We can observe allocation elimination like this:
```ruby
def m
x = GC.stat(:total_allocated_objects)
yield
GC.stat(:total_allocated_objects) - x
end
def bar(a) = a
def foo(...) = bar(...)
def test
m { foo(123) }
end
test
p test # allocates 1 object on master, but 0 objects with this patch
```
```ruby
def bar(a, b:) = a + b
def foo(...) = bar(...)
def test
m { foo(1, b: 2) }
end
test
p test # allocates 2 objects on master, but 0 objects with this patch
```
How does it work?
-----------------
This patch works by using a dynamic stack size when passing forwarded parameters to callees.
The caller's info object (known as the "CI") contains the stack size of the
parameters, so we pass the CI object itself as a parameter to the callee.
When forwarding parameters, the forwarding ISeq uses the caller's CI to determine how much stack to copy, then copies the caller's stack before calling the callee.
The CI at the forwarded call site is adjusted using information from the caller's CI.

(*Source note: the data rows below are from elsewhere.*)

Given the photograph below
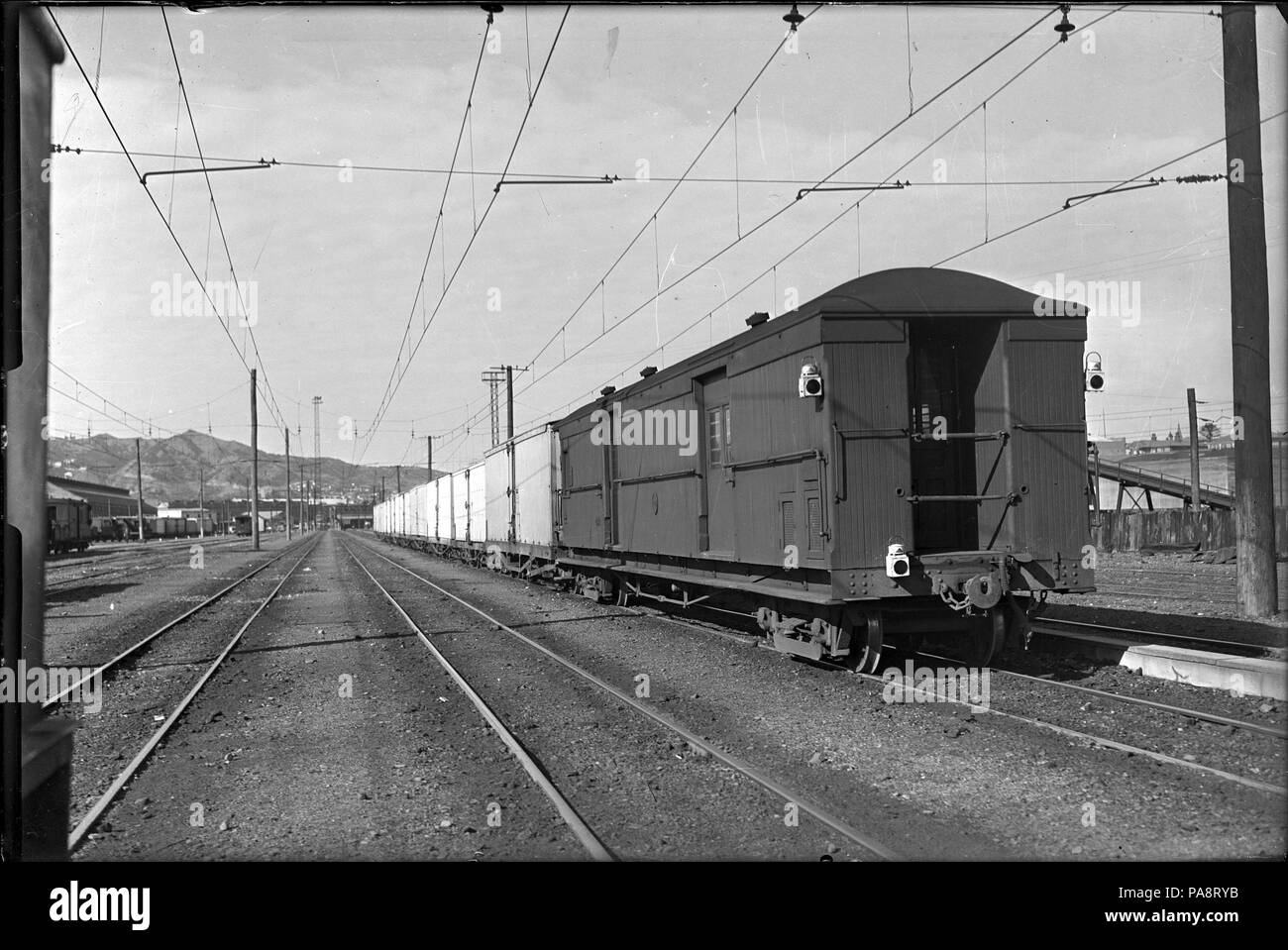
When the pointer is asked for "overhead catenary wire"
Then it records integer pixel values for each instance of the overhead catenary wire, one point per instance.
(619, 322)
(592, 177)
(1121, 185)
(223, 322)
(438, 224)
(652, 219)
(536, 377)
(274, 409)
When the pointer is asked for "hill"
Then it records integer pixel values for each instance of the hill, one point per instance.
(174, 469)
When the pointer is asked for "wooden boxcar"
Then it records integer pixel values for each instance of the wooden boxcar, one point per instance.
(902, 455)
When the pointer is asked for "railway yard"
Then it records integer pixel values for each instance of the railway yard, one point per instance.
(338, 696)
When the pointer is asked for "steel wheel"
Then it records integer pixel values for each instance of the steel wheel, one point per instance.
(866, 643)
(988, 636)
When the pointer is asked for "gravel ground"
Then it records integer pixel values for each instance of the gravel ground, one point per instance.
(645, 792)
(89, 623)
(279, 764)
(1171, 593)
(928, 781)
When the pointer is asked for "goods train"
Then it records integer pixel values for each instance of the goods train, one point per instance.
(902, 456)
(68, 524)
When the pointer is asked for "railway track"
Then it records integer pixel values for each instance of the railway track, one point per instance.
(1104, 742)
(870, 847)
(1052, 627)
(104, 799)
(1260, 729)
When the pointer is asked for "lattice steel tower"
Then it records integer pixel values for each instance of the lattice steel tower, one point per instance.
(317, 452)
(493, 377)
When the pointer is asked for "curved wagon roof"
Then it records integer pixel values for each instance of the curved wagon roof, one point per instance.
(897, 293)
(911, 292)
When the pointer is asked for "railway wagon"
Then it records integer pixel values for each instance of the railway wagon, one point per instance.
(903, 455)
(68, 524)
(522, 479)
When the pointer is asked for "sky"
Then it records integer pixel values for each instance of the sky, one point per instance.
(330, 255)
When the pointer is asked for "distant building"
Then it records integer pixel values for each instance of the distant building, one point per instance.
(106, 501)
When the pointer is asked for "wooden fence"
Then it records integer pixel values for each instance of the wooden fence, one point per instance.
(1131, 531)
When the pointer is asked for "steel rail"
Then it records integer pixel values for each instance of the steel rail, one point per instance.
(55, 699)
(1145, 633)
(141, 757)
(746, 769)
(116, 568)
(576, 824)
(1137, 700)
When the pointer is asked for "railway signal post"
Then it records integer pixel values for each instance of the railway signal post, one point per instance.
(254, 465)
(138, 475)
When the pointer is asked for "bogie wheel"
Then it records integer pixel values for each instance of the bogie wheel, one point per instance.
(988, 636)
(866, 643)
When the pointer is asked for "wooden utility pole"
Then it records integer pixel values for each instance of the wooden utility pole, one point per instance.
(1249, 316)
(287, 484)
(254, 464)
(509, 451)
(138, 475)
(1196, 498)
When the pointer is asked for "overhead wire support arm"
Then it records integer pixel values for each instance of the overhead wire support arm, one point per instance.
(1068, 202)
(603, 179)
(896, 187)
(261, 163)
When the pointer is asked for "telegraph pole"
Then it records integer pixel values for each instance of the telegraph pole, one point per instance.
(1194, 452)
(1249, 316)
(254, 464)
(138, 474)
(509, 435)
(287, 484)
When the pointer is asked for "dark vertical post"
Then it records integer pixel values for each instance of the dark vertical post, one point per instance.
(509, 450)
(138, 477)
(1249, 316)
(287, 484)
(1196, 498)
(254, 464)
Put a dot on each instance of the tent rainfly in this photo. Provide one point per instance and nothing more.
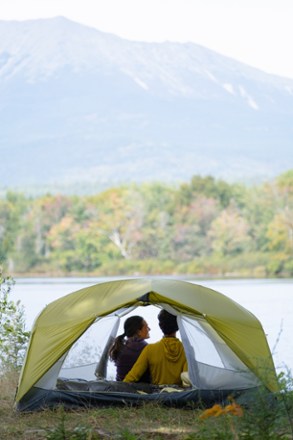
(66, 361)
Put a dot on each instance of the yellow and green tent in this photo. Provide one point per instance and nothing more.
(66, 360)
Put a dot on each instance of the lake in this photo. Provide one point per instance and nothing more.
(271, 301)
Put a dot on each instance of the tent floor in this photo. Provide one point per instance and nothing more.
(78, 393)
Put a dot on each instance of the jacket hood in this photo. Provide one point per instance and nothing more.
(173, 348)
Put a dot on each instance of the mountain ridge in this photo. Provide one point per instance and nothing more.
(80, 105)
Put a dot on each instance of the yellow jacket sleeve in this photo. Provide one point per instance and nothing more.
(139, 368)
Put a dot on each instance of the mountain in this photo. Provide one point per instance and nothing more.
(79, 106)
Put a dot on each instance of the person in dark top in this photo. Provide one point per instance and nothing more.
(128, 346)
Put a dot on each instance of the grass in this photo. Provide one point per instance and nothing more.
(263, 419)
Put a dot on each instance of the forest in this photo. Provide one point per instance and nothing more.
(203, 227)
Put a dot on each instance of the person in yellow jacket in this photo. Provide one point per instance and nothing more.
(164, 359)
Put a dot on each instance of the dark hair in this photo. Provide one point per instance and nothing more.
(131, 327)
(167, 322)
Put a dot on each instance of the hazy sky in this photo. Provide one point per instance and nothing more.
(257, 32)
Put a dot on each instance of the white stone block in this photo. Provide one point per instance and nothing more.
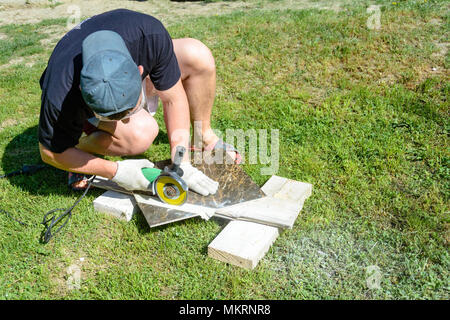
(242, 243)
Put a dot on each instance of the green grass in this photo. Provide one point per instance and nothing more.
(362, 116)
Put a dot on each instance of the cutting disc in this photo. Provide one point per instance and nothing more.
(170, 191)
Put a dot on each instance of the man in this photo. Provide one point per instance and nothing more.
(104, 78)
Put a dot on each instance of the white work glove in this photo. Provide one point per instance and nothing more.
(197, 180)
(129, 174)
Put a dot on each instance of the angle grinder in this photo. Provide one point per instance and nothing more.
(167, 184)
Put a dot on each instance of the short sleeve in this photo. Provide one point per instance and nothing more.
(165, 72)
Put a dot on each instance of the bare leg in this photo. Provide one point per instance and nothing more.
(198, 75)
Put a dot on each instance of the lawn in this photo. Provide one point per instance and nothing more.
(363, 115)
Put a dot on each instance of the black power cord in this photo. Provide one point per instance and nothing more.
(50, 220)
(53, 220)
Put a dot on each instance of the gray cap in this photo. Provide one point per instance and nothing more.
(110, 80)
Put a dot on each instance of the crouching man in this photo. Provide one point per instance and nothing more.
(100, 91)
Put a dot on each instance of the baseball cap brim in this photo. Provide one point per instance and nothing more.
(101, 41)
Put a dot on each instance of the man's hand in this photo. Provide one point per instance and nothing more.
(129, 174)
(197, 180)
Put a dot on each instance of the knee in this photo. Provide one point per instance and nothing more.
(142, 134)
(197, 57)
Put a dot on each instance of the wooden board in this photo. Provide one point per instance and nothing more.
(242, 243)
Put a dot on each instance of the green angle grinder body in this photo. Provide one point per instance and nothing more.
(167, 184)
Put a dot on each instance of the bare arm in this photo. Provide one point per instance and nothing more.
(176, 117)
(76, 160)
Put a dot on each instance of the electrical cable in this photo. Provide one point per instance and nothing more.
(51, 222)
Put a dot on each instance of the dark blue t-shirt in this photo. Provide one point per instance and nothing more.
(63, 110)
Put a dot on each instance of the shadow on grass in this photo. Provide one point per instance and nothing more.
(23, 150)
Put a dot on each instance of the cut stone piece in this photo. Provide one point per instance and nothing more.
(268, 210)
(283, 188)
(235, 186)
(158, 213)
(242, 243)
(117, 204)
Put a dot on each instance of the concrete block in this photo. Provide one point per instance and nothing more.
(242, 243)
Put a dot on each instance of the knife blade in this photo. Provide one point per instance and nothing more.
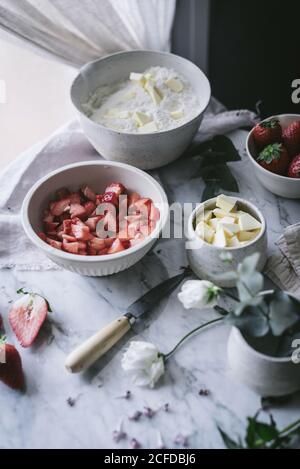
(96, 346)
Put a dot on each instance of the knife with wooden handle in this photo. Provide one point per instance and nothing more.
(97, 345)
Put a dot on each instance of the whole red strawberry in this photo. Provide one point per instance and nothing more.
(291, 138)
(266, 132)
(294, 168)
(11, 371)
(27, 316)
(274, 158)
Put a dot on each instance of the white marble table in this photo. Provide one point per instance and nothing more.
(42, 418)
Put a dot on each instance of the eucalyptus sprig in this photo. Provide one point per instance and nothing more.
(213, 156)
(261, 435)
(259, 312)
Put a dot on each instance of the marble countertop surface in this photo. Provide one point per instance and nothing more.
(43, 417)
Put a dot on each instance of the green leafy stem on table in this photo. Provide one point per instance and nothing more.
(213, 156)
(261, 435)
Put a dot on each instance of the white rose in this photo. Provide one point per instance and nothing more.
(198, 294)
(144, 362)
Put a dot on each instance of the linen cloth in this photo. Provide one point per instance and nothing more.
(78, 31)
(283, 267)
(69, 145)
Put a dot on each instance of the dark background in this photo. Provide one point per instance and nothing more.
(252, 49)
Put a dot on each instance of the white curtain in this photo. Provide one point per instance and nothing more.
(76, 31)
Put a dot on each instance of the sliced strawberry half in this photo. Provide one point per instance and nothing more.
(117, 246)
(77, 211)
(58, 208)
(11, 371)
(115, 187)
(27, 316)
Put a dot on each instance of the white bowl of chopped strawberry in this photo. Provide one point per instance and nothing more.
(273, 147)
(95, 218)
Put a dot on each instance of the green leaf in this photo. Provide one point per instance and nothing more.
(211, 190)
(228, 442)
(251, 322)
(259, 433)
(284, 313)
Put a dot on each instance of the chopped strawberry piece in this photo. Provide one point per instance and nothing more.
(73, 248)
(89, 207)
(125, 243)
(115, 187)
(48, 217)
(68, 238)
(92, 222)
(77, 210)
(51, 226)
(27, 316)
(75, 198)
(81, 232)
(67, 225)
(154, 213)
(89, 193)
(117, 246)
(133, 197)
(58, 208)
(42, 236)
(108, 198)
(62, 193)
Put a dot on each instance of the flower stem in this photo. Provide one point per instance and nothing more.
(166, 356)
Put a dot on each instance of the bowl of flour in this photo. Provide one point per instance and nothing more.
(140, 107)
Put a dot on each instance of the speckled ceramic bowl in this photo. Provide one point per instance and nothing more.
(279, 185)
(204, 258)
(97, 174)
(145, 151)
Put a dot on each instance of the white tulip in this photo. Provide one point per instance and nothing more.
(198, 294)
(144, 362)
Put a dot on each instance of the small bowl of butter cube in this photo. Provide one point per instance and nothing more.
(222, 225)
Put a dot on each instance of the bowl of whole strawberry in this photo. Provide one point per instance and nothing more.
(273, 147)
(95, 218)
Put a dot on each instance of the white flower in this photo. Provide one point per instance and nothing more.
(198, 294)
(144, 362)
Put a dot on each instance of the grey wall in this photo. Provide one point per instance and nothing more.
(190, 36)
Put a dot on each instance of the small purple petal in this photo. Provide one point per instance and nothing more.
(136, 416)
(119, 435)
(181, 439)
(166, 407)
(135, 444)
(148, 412)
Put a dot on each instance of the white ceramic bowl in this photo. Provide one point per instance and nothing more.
(145, 151)
(264, 374)
(279, 185)
(204, 258)
(97, 175)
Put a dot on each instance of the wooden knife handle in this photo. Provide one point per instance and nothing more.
(97, 345)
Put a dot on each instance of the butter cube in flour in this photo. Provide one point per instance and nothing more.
(220, 238)
(141, 118)
(204, 231)
(148, 128)
(138, 78)
(247, 222)
(226, 203)
(177, 114)
(248, 235)
(155, 94)
(174, 84)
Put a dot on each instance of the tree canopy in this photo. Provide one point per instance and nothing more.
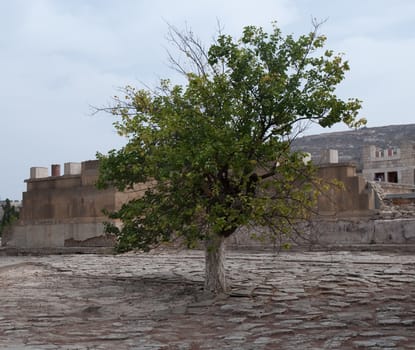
(215, 151)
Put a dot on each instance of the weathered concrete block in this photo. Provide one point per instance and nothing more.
(72, 168)
(39, 172)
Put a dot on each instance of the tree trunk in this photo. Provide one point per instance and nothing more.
(215, 278)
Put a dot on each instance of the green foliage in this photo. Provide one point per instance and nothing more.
(216, 151)
(10, 215)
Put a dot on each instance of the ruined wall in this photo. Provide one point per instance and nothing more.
(65, 210)
(395, 165)
(352, 197)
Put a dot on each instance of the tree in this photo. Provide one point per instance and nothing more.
(10, 215)
(216, 150)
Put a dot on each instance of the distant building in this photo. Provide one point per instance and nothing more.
(391, 165)
(15, 203)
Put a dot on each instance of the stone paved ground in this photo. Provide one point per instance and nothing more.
(295, 301)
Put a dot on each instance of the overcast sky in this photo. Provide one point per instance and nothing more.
(59, 57)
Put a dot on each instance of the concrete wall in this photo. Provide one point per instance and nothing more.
(352, 197)
(334, 233)
(65, 210)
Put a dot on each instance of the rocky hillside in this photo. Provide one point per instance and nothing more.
(349, 143)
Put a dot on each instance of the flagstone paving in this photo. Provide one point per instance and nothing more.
(314, 300)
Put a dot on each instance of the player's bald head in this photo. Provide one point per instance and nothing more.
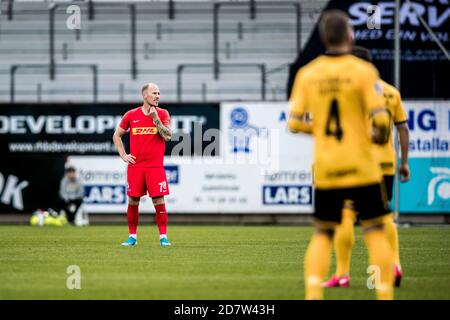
(335, 28)
(149, 86)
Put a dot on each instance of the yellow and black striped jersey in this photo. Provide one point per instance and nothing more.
(340, 92)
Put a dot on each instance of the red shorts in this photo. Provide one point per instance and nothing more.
(141, 180)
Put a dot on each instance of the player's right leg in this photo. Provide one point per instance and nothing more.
(136, 189)
(371, 205)
(327, 214)
(344, 239)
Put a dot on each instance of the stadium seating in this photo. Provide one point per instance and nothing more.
(162, 45)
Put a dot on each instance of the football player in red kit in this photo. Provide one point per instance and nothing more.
(149, 128)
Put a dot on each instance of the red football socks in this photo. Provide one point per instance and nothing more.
(133, 218)
(161, 218)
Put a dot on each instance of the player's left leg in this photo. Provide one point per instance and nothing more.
(344, 239)
(317, 260)
(371, 205)
(391, 231)
(162, 220)
(327, 214)
(158, 187)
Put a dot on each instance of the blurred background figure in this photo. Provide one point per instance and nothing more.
(71, 198)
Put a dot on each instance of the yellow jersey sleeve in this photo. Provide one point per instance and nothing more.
(298, 106)
(372, 91)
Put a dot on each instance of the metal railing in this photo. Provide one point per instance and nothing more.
(254, 8)
(252, 11)
(182, 67)
(15, 68)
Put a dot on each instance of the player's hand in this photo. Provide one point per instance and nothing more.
(128, 158)
(153, 113)
(404, 172)
(379, 136)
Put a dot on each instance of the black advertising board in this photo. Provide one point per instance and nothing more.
(424, 72)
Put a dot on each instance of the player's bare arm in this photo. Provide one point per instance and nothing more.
(163, 130)
(403, 134)
(117, 138)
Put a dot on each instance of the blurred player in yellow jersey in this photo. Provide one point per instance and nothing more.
(343, 96)
(344, 234)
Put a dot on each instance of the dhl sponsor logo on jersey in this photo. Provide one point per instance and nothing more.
(144, 130)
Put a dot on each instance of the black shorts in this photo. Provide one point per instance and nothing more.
(369, 202)
(388, 181)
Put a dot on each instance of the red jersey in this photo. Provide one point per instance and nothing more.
(146, 144)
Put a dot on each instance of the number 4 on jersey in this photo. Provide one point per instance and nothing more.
(333, 127)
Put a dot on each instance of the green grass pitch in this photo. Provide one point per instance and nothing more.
(204, 262)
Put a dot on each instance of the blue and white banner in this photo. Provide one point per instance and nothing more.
(428, 190)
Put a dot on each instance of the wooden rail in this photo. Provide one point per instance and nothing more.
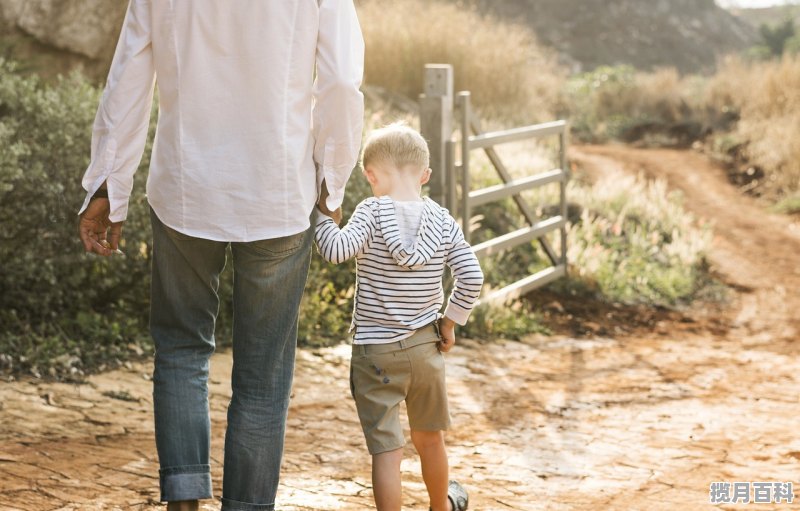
(437, 117)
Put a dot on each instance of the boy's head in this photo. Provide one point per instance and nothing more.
(395, 161)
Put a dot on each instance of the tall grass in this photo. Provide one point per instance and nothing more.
(610, 101)
(509, 74)
(766, 97)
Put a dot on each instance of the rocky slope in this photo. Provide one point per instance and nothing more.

I think this description is kind of confusing, so let's walk through an example with code.
```ruby
def delegatee(a, b) = a + b
def delegator(...)
delegatee(...) # CI2 (FORWARDING)
end
def caller
delegator(1, 2) # CI1 (argc: 2)
end
```
Before we call the delegator method, the stack looks like this:
```
Executing Line | Code | Stack
---------------+---------------------------------------+--------
1| def delegatee(a, b) = a + b | self
2| | 1
3| def delegator(...) | 2
4| # |
5| delegatee(...) # CI2 (FORWARDING) |
6| end |
7| |
8| def caller |
-> 9| delegator(1, 2) # CI1 (argc: 2) |
10| end |
```
The ISeq for `delegator` is tagged as "forwardable", so when `caller` calls in
to `delegator`, it writes `CI1` on to the stack as a local variable for the
`delegator` method. The `delegator` method has a special local called `...`
that holds the caller's CI object.
Here is the ISeq disasm fo `delegator`:
```
== disasm: #<ISeq:delegator@-e:1 (1,0)-(1,39)>
local table (size: 1, argc: 0 [opts: 0, rest: -1, post: 0, block: -1, kw: -1@-1, kwrest: -1])
[ 1] "..."@0
0000 putself ( 1)[LiCa]
0001 getlocal_WC_0 "..."@0
0003 send <calldata!mid:delegatee, argc:0, FCALL|FORWARDING>, nil
0006 leave [Re]
```
The local called `...` will contain the caller's CI: CI1.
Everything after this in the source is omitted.